Gúbio pousou significativo olhar em Saldanha e pediu-lhe em tom discreto:

— Meu amigo, chegou a minha vez de rogar. Releva-me a identificação, talvez tardia aos teus olhos, com relação aos objetivos que nos prendem aqui.

E, denunciando imensa comoção na voz, esclareceu:

— Saldanha, esta senhora doente é filha de meu coração desde outras eras. Sinto por ela o enternecimento com que cuidaste, até agora, do teu Jorge, defendendo-o com as forças de que dispões. Eu sei que a luta te impôs acerbos espinhos ao coração, mas também guardo sentimentos de pai. Não te merecerei, porventura, simpatia e ajuda? Somos irmãos no devotamento aos filhos, companheiros da mesma luta.

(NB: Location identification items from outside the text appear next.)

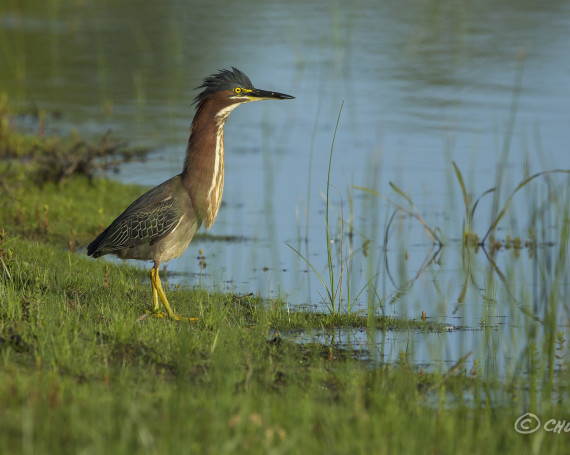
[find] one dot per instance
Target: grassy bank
(85, 369)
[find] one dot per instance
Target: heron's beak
(257, 94)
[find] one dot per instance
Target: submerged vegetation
(85, 368)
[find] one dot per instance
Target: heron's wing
(148, 219)
(146, 224)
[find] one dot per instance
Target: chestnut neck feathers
(203, 173)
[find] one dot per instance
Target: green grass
(85, 369)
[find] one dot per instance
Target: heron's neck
(203, 173)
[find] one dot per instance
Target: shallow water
(423, 83)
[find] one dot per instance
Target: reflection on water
(424, 83)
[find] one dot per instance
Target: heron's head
(233, 87)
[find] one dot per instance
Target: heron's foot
(175, 317)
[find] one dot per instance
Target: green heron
(160, 224)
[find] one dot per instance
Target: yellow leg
(157, 288)
(154, 291)
(157, 291)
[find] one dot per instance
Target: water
(423, 83)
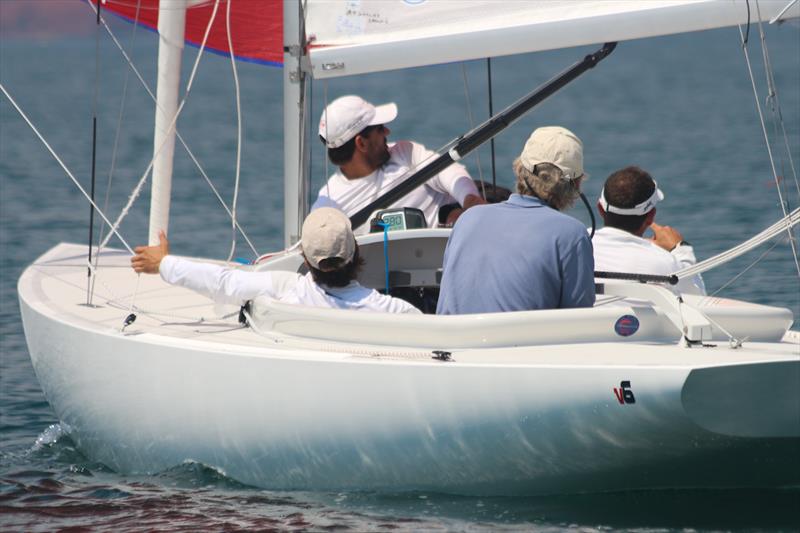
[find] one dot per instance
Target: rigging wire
(116, 140)
(177, 133)
(780, 226)
(94, 151)
(774, 102)
(491, 114)
(63, 166)
(769, 148)
(472, 125)
(238, 131)
(325, 144)
(740, 274)
(137, 190)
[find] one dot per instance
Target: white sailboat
(525, 402)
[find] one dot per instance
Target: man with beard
(355, 133)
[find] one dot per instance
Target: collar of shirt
(522, 200)
(617, 234)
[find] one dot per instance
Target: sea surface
(682, 107)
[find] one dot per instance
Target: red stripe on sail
(256, 25)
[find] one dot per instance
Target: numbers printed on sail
(624, 393)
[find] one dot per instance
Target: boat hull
(281, 412)
(284, 421)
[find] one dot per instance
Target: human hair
(547, 183)
(337, 273)
(626, 188)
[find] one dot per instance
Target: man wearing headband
(355, 132)
(524, 253)
(627, 205)
(331, 255)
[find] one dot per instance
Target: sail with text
(256, 25)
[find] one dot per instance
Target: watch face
(395, 221)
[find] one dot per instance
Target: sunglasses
(369, 129)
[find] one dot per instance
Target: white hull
(291, 413)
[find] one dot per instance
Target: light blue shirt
(514, 256)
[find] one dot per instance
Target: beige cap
(345, 117)
(557, 146)
(327, 234)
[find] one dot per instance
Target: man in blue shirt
(524, 253)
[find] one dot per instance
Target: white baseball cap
(557, 146)
(346, 116)
(639, 209)
(327, 234)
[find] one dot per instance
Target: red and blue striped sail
(256, 25)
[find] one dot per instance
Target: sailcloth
(256, 25)
(360, 36)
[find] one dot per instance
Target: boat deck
(57, 282)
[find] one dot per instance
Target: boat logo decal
(626, 325)
(624, 393)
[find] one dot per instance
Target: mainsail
(256, 25)
(360, 36)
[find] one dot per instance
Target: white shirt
(616, 250)
(229, 286)
(449, 186)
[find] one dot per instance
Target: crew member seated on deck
(331, 255)
(524, 253)
(355, 133)
(627, 205)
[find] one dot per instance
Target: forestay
(361, 36)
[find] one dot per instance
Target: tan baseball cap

Observei, então, cena comovedora que, minutos antes, se me figuraria inacreditável.

O perseguidor da enferma contemplou o nosso Instrutor com o olhar dum filho arrependido. Grossas lágrimas brotaram-lhe dos olhos antes frios e impassíveis. Parecia inabilitado a responder, diante da emotividade que lhe dominava a garganta; todavia, Gúbio, enlaçando-lhe fraternalmente o busto, acrescentou:

— Passamos horas sublimes de trabalho, entendimento e perdão. Não desejarás desculpar os que te feriram, libertando, enfim, quem me é tão querida ao Espírito? Chega sempre um instante no mundo em que nos entediamos dos próprios erros. Nossa alma se banha na fonte lustral do pranto renovador e esquecemos todo o mal a fim de valorizar todo o bem. Noutro tempo, persegui e humilhei, por minha vez. Não acreditava em boas obras que não nascessem de minhas mãos. Supunha-me dominador e invencível, quando não passava de infeliz e insensato. Considerava inimigos quantos me não compreendessem os caprichos perigosos e me não louvassem a insânia. Experimentava diabólico prazer, quando o adversário esmolasse piedade ao meu orgulho, e gostava de praticar a generosidade humilhante daquele que determina sem concorrentes. Mas a vida, que faz caminhos na própria pedra, usando a gota d’água, retalhou-me o coração com o estilete dos minutos, transformando-me devagar, e o déspota morreu dentro de mim. O título de irmão é, hoje, o único de que efetivamente me orgulho. Dize-me, Saldanha amigo, se o ódio está igualmente morto em teu Espírito; fala-me se devo contar com o abençoado concurso de tuas mãos!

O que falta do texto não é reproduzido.